How to Retire

Warning: Geeky Financial Stuff Follows


I have heard about the “4%” rule for a while now, which is that, in retirement, you can safely withdraw about 4%/year of your assets and have a 100% change of having your assets last you 30 years. This tells you both how much you need to have saved to retire with a certain income, or, vice versa, how much income you can have off what you managed to save.

But I was fuzzy about the details, such as: is it 4% of whatever’s in your account on a given year, or 4% of your starting amount and then you take the same amount every year after that, and what about inflation? What are your assets supposed to be invested in? I mean, y’know?

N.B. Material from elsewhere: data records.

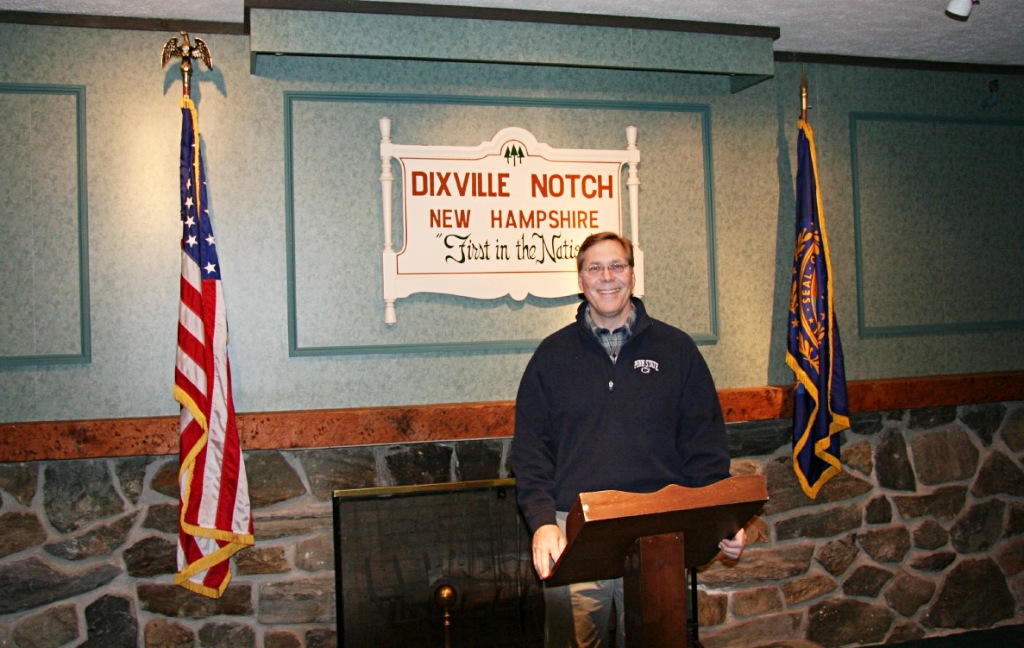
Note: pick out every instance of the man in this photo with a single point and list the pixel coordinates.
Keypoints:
(615, 401)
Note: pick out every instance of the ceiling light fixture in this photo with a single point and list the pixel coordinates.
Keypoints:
(961, 9)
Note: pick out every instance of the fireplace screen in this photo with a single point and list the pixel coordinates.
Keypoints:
(435, 565)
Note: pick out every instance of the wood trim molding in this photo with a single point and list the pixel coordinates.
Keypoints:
(445, 422)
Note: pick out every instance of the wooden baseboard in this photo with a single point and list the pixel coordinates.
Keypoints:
(409, 424)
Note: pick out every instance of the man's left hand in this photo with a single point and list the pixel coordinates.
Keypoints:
(733, 547)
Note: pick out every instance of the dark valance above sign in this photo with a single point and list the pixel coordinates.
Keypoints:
(366, 30)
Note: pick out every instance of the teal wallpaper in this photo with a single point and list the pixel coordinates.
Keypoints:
(44, 309)
(293, 167)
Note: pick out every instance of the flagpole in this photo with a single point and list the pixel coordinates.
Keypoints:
(803, 94)
(186, 51)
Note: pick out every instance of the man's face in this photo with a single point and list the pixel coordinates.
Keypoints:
(607, 292)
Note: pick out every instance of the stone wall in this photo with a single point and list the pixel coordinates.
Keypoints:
(923, 534)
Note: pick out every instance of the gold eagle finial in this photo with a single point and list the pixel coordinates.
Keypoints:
(186, 51)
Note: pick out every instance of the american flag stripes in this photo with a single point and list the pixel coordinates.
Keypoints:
(215, 517)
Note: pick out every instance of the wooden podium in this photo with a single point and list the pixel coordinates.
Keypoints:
(649, 541)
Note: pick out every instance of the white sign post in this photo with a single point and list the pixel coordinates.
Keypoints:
(506, 217)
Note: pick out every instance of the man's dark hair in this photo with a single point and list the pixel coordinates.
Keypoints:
(595, 239)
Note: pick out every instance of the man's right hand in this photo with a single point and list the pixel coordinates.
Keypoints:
(549, 543)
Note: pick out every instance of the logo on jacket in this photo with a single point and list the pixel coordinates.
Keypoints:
(645, 366)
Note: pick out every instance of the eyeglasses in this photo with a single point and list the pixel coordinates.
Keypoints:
(596, 269)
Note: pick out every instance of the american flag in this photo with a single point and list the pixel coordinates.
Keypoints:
(215, 520)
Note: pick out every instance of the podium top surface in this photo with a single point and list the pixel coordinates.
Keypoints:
(602, 525)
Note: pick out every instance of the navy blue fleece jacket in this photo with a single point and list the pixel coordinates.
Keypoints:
(584, 423)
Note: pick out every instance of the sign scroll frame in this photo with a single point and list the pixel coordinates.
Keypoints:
(545, 284)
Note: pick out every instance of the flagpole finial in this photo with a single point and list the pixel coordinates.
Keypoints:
(803, 94)
(186, 51)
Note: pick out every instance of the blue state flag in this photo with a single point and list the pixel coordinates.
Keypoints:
(820, 408)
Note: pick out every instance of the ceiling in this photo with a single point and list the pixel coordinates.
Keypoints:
(909, 30)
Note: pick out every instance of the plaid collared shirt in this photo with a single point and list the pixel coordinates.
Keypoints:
(612, 341)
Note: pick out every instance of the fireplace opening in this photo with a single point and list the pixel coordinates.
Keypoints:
(441, 564)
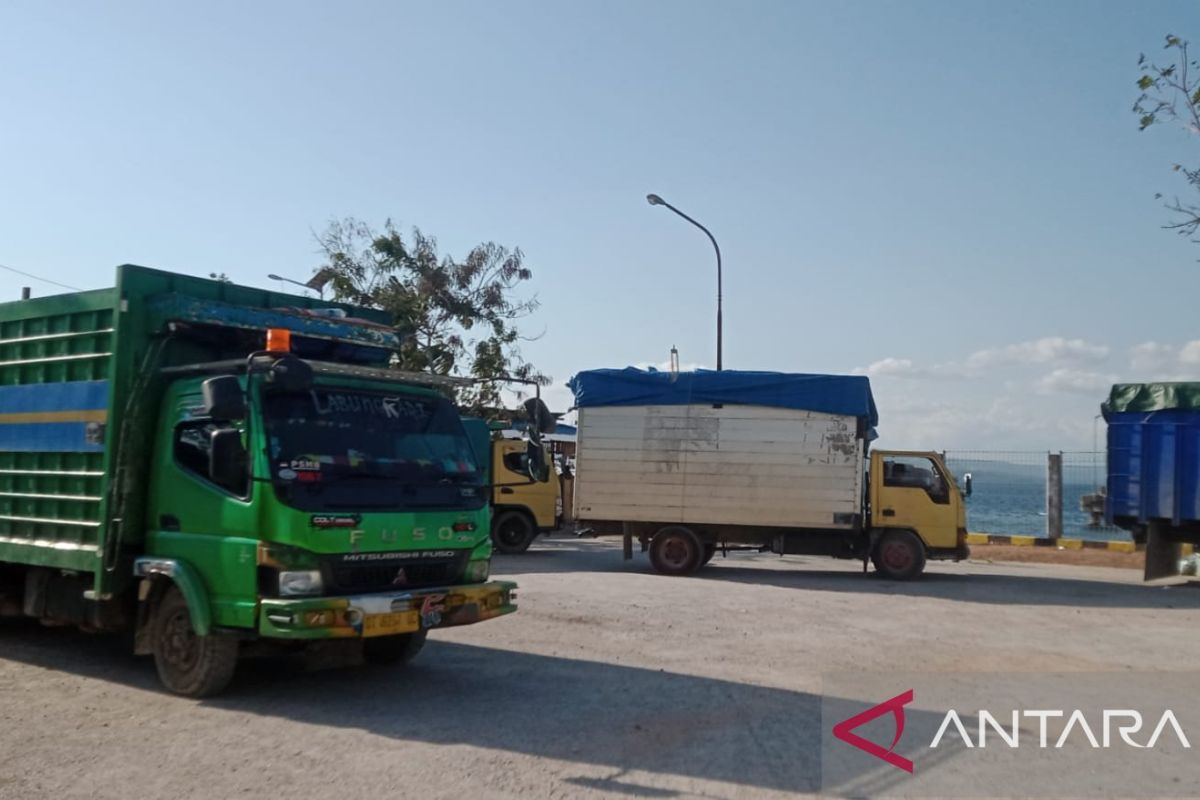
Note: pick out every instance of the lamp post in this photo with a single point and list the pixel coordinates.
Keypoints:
(654, 199)
(313, 283)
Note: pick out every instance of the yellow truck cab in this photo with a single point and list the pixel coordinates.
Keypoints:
(521, 509)
(916, 512)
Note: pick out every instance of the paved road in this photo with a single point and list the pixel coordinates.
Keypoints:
(610, 681)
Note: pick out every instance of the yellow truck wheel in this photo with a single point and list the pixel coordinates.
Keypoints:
(899, 555)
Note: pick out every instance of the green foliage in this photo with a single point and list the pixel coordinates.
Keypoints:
(1170, 92)
(457, 318)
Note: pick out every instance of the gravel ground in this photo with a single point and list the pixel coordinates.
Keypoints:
(610, 681)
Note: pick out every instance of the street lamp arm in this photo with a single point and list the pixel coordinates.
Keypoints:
(711, 238)
(654, 199)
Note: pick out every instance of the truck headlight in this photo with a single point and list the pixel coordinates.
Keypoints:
(478, 571)
(305, 582)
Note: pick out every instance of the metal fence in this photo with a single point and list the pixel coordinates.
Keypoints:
(1012, 492)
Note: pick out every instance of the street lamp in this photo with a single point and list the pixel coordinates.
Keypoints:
(654, 199)
(317, 282)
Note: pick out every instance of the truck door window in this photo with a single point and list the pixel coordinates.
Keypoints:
(192, 453)
(917, 473)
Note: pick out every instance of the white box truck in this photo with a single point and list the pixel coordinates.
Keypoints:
(696, 462)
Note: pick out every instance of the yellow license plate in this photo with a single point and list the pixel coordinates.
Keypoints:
(390, 624)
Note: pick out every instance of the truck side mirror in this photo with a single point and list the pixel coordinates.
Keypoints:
(540, 419)
(223, 398)
(227, 459)
(535, 462)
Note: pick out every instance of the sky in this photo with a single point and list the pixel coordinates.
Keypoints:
(952, 198)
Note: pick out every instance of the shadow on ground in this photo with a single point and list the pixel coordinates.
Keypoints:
(1008, 584)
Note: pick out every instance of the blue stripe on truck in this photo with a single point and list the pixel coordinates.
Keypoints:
(71, 396)
(52, 437)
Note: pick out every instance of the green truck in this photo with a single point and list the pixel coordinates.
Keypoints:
(221, 469)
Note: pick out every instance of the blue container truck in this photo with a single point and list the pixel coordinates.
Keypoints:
(1153, 469)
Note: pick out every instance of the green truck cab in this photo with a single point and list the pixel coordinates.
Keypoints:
(219, 468)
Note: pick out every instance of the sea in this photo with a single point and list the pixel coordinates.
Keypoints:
(1009, 497)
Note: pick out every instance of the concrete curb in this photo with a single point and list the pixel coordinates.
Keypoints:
(1041, 541)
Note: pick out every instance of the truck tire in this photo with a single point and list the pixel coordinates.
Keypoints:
(676, 551)
(387, 650)
(513, 533)
(190, 665)
(899, 555)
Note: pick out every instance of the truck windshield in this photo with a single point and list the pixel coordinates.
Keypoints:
(340, 449)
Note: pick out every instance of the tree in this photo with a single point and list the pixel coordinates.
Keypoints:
(456, 318)
(1171, 94)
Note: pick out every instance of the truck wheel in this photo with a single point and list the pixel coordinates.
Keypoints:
(394, 649)
(676, 551)
(899, 555)
(195, 666)
(513, 533)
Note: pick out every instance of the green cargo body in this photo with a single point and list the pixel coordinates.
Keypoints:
(77, 410)
(213, 467)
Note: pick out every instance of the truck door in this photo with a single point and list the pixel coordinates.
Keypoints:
(539, 499)
(913, 492)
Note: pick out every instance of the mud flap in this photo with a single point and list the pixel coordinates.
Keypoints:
(1163, 553)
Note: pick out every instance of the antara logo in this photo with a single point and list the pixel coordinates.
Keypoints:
(1077, 729)
(895, 705)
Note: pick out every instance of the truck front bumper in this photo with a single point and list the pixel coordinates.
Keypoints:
(387, 613)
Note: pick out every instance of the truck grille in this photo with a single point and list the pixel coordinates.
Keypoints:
(407, 571)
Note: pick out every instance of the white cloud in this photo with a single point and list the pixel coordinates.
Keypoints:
(1050, 349)
(1078, 382)
(893, 367)
(1189, 354)
(1159, 361)
(887, 366)
(1152, 356)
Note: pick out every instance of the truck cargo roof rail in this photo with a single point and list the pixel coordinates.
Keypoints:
(327, 368)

I finally discovered, by way of the Fool, the following articles:

http://www.retireearlyhomepage.com/restud1.html – basis for the 4% rule
http://www.retireearlyhomepage.com/moresafe.html – the even-safer 3.8% and 2.9% rule
http://www.retireearlyhomepage.com/popr.html – getting more money per year on a modified 4% rule
http://www.retireearlyhomepage.com/novtips.html – tweaking up the 4% by using TIPS

The basic 4% rule is as follows (and this is based on backtesting of historical stock/bond returns)
– Your annaul income is based on 4% of your total assets in the first year of retirement.
– Your assets are invested in a well-diversified 75% stocks/ 25% bonds.
– Each year you take out the same dollar amount, plus an additional amount based on the inflation rate (so your buying power stays the same)
– If you end up in a really bad phase of the stock market, at the end of the 30 years you may be broke. But if the market return over the period is more average, you will probably still have a chunk of cash at the end of 30 years.

The even-safer 3.8% rule says that you have a 100% chance of having the same dollar amount of money at the end of 30 years as you did when you started. Now, this amount will be worth less because of inflation, but you’ll still have it.

The super-safe 2.9% rule says that you have a 100% chance of having the same value of money at the end of 30 years as when you started. Inflation-adjusted, in other words.

There’s a couple other methods in the last two links that are interesting as well.

Now I just need to amass $25,000,000 so I can retire on $1,000,000 a year.